When you line them up against other bird eggs like geese, ducks, pheasants, and quails, turkey eggs are the biggest by far.

Obviously, the size of the turkey the egg comes from will dictate how large the eggs are. The same goes for chickens and every other type of bird. Larger birds lay big eggs.

quail chicken and turkey egg

Turkey Egg Shells Are Thick

For people who get their hands on a turkey egg and finally crack it open for breakfast, they are surprised at just how thick turkey eggs are.

It’s much thicker than a chicken egg, and it takes some muscle to get them open. You might have to give them more than a couple of whacks on the pan or even crack them open with a knife before you can start cooking them.

Turkey Eggs Are Yummy!

Turkey eggs taste great. Some people even prefer eating turkey eggs. They like them because they’re bigger and can have a heartier flavor than a chicken egg. The taste differences are subtle, though, so if you enjoy eating chicken eggs, you’ll love turkey eggs.

If you’ve ever eaten duck eggs, you’re moving in that general direction. The difference between turkey eggs and chicken eggs isn’t that stark. Turkey eggs are slightly stronger and can be creamier than chicken eggs.

fried turkey egg on a gray pan

Turkey Eggs are Healthy

A typical turkey egg will give you around 130 calories and a good deal of healthy fats. They are high in cholesterol, potassium, and protein.

In fact, the nutritional facts with turkey eggs are pretty much the same as chicken eggs. You get more of the egg with turkey eggs, so you can adjust numbers up due to the increased size.

They Come in a Variety of Colors

As modern humans, we don’t usually get the full experience when it comes to buying produce. Everything we see in the store has gone through stages of processing before it gets to the shelves.

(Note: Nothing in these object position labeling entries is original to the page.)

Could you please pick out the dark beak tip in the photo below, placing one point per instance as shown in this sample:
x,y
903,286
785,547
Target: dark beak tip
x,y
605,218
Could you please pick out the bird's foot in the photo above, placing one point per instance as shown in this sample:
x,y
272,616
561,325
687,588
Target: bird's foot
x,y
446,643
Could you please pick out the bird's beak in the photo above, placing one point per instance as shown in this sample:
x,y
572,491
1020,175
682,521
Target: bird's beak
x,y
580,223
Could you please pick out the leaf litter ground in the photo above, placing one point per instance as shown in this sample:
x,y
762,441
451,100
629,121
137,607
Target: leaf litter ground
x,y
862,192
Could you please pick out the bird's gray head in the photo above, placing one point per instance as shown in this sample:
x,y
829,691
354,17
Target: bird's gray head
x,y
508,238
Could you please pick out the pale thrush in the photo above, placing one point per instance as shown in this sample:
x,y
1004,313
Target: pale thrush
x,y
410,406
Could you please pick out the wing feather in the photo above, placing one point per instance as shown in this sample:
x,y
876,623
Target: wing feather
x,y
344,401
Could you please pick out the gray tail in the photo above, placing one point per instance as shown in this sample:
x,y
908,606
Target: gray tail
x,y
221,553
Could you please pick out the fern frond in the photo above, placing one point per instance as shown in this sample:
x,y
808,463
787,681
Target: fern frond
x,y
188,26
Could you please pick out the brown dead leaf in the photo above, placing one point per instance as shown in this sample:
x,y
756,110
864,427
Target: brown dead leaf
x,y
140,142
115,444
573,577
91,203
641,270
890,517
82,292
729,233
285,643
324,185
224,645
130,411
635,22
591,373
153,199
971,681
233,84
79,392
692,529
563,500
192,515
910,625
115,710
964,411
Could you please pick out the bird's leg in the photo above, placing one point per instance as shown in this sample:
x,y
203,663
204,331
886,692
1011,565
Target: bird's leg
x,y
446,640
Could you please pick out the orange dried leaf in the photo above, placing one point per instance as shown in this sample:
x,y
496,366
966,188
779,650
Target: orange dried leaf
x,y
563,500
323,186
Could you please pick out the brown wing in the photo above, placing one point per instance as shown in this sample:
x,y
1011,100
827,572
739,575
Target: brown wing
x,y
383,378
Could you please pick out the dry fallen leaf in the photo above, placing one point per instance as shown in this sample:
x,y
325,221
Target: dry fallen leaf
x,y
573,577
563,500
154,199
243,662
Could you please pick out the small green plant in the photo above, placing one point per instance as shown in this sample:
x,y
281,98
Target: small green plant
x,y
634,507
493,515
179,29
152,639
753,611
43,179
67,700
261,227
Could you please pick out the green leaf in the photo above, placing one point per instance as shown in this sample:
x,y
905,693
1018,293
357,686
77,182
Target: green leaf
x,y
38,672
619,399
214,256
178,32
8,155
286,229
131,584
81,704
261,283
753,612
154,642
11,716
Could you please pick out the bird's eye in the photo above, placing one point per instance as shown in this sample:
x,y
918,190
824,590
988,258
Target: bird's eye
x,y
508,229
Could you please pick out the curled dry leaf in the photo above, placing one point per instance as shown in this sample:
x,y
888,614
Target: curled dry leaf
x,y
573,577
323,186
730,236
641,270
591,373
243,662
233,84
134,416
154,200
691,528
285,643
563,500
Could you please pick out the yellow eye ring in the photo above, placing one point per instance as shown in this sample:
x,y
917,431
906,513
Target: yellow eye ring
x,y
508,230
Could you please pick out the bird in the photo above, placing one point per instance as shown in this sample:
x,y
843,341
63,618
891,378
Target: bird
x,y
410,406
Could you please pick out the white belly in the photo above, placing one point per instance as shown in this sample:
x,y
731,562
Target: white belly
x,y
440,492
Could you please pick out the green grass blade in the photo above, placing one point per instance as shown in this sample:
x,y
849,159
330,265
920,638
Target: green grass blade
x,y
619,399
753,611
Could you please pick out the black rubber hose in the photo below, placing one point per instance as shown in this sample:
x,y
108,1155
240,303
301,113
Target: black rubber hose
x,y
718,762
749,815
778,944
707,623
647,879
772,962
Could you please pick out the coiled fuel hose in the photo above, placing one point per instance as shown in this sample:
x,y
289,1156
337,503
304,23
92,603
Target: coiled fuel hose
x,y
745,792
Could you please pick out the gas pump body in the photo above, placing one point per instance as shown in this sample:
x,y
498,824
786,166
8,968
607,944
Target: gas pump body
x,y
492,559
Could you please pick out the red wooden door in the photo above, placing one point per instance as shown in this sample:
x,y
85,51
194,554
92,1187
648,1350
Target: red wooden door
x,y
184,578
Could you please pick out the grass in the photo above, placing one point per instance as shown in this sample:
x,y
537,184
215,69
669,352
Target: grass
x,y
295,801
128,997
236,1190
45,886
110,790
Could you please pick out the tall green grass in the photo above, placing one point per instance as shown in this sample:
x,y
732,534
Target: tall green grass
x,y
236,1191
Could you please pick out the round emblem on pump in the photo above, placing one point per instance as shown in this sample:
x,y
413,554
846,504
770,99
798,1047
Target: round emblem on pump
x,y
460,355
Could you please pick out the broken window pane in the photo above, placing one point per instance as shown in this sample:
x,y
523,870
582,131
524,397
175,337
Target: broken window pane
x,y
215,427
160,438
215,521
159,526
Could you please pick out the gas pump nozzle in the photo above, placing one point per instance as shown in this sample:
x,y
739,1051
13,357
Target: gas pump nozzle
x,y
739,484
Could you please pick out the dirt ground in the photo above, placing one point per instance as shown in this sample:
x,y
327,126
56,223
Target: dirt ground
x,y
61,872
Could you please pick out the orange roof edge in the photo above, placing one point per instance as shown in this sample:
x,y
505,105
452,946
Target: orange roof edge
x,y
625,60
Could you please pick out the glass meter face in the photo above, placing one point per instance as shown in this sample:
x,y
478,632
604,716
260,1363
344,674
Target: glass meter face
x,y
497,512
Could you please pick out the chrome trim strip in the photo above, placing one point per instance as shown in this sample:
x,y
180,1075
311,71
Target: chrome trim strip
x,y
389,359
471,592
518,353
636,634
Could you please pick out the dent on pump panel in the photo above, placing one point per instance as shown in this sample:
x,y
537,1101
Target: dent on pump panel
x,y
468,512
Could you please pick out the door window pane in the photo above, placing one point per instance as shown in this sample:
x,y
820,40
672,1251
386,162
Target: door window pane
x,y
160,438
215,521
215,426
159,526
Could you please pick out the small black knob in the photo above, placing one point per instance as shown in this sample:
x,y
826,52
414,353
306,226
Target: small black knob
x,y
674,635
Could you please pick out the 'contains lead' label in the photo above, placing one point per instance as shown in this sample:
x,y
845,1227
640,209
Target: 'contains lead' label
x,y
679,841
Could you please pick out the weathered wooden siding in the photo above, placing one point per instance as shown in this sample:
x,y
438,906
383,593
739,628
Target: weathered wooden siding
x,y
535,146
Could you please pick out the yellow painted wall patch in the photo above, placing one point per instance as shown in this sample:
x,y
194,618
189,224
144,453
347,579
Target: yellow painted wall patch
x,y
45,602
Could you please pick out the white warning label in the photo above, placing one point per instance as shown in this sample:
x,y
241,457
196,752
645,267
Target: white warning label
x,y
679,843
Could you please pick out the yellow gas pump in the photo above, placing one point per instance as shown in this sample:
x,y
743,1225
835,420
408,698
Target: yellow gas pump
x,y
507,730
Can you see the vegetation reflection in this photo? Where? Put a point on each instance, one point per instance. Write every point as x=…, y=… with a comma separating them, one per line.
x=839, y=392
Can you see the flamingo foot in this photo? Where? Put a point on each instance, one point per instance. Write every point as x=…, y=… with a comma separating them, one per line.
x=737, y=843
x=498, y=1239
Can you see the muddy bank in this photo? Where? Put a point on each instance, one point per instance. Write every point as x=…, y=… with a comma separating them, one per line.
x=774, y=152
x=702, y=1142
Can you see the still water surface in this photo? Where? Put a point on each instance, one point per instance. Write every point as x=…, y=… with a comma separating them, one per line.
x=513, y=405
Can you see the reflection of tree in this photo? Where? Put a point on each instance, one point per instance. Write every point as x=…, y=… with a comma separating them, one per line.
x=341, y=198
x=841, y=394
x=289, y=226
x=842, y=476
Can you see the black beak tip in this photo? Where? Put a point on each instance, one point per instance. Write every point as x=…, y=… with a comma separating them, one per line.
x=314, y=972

Eggs aren’t naturally white, for example. Most of the time, eggs have brown or are shades of brown. Producers wash them and bleach them to make them look nice and shiny for shoppers.

The same goes for turkey eggs. Because they’re not on grocery shelves, most of the time you’ll buy turkey eggs from farmers who aren’t going to go to all that trouble.

As a result, you’ll see turkey eggs that are peach-colored, brown, creamy white, or with small brown flecks on them.

turkey eggs on trays

Final Thoughts

If you’ve ever wondered what a turkey egg tastes like, you should give them a try!

They are delicious and healthy for you and worth the experience. It’s probably not something you will be eating every day, but at least you can say that you have tried a turkey egg.

Hopefully, this list helps you understand a bit more about why we don’t see turkey eggs on grocery store shelves.

Still, they are perfectly fine to eat and a great source of protein. It just might take you a bit of extra work to find out where they are and how to get them.